For the first part, you might want to look at the manual for PuppetCA. The puppetca_token_whitelisting provider is probably closer to what you want.

For the second part the HTTP API in Puppet 5 is incomplete. In Puppet 6 it provides all the fields. You can set the version to 6 and trick it into using the API. Then you can manage certs, but don’t get fields like expiration. The UI might look odd here and there, but all actions work.

No, I don’t want token whitelisting :). I want whitelisting like existed in 1.16, where it’s domain based.

And it looks like the CA API for isn’t implemented in foreman 1.21, at least according to the docs since it’s not mentioned until Foreman 1.24.

Doing more research, it looks like the CA API was added to foreman-proxy 1.22, per: Feature #25065: PuppetCA smart proxy - Puppet 6 integration. - Smart Proxy - Foreman

So another question: Is it ok to run foreman 1.21.4 and foreman-proxy 1.22?

While I can not help with your original question, running a newer proxy version with an older Foreman version is generally a bad idea and will most likely breake. Foreman and foreman-proxy should always be the same version. If anything an older version of the proxy might work, but this should also only happen during upgrades.

I’ve been using Foreman since 0.5 AFAIK it has always worked with specific FQDNs. You could have manually put in unmanaged entries to autosign.conf and that should still work, but that should still work.

The reason I suggested the puppetca_token_whitelisting provider is that it doesn’t write to autosign.conf. However, Puppetserver will still read from it. You don’t have to set up the Puppetserver to actually read the tokens.

AFAIK the APIs didn’t drop anything so it should be compatible.

This is always a bit of an interesting area. While in Katello the common workflow is to first upgrade the Foreman/Katello server, I know that the previous maintainer of the Foreman Proxy advocated for first upgrading the proxies. That’s because it’s easier to keep its REST API’s compatible than Foreman’s code to deal with multiple versions.

Right now it should generally work with a pretty wide range since the API’s are quite stable now, except for some modules (HTTPBoot has seen the most changes).

However, I would recommend to upgrade the server to a supported version. With time it becomes more difficult and it’s a good practice. Also since there are known security issues building up.

1 Like

Thanks for all that, I do appreciate it. I was looking at the API’s after being intrigued by your comment about the API in v5 being incomplete and found out where they’re not complete.

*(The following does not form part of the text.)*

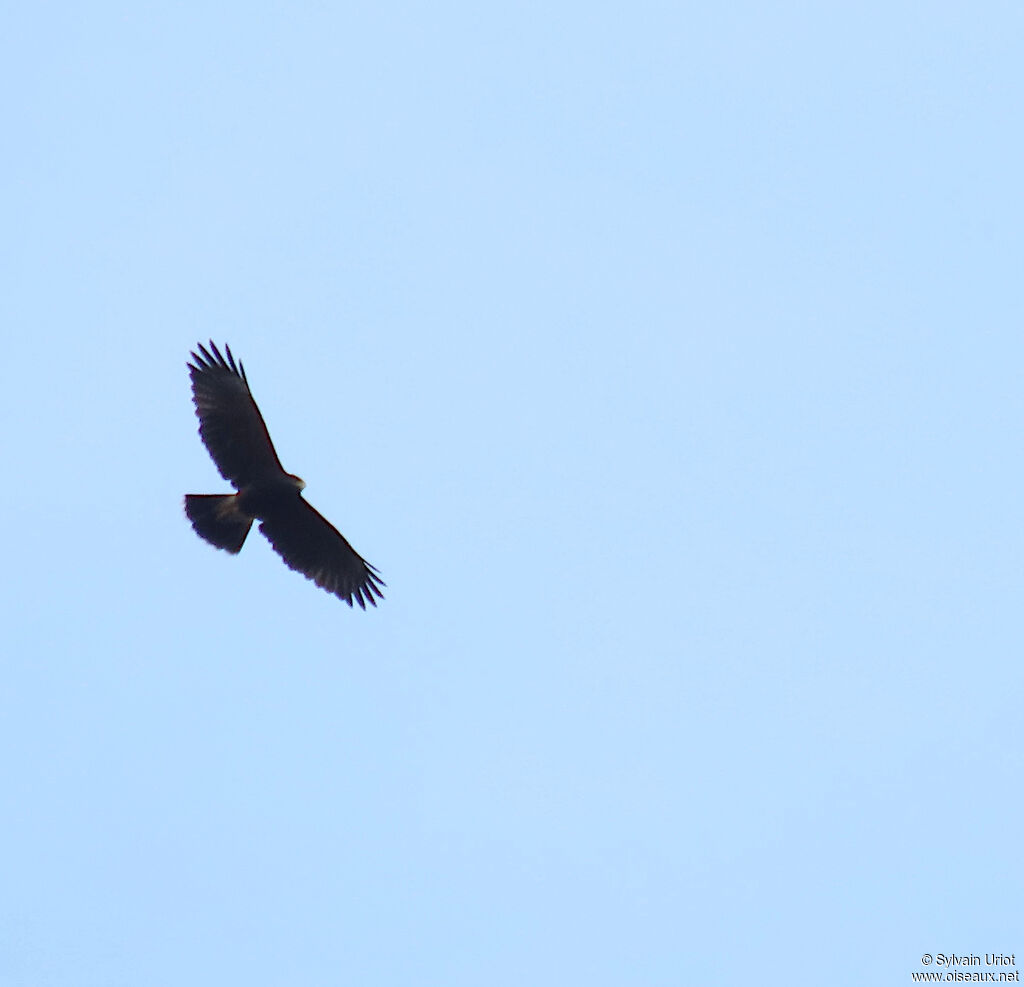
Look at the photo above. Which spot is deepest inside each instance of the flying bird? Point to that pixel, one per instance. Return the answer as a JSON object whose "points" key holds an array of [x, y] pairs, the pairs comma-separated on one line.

It seems that yes, you can “revoke” and “delete” a cert via the API, but the API only removes the file from the ca/signed directory, and not any of the other files. So…if you try to recreate a cert for a FQDN, it failed because according to the CA, a cert already exists, lol! So using proxy version 1.22 wouldn’t matter anyway.

However, after writing a script to call the API and delete the remaining files (if they exist) and then modifying the proxy code to call my script[1], I think I have a solution that works. Certs are getting deleted and there are no huge cpu spikes while it’s happening.

[1] It’s not ideal. It’d be nice if there was a parameter in a settings file that could be used to specify the command to run.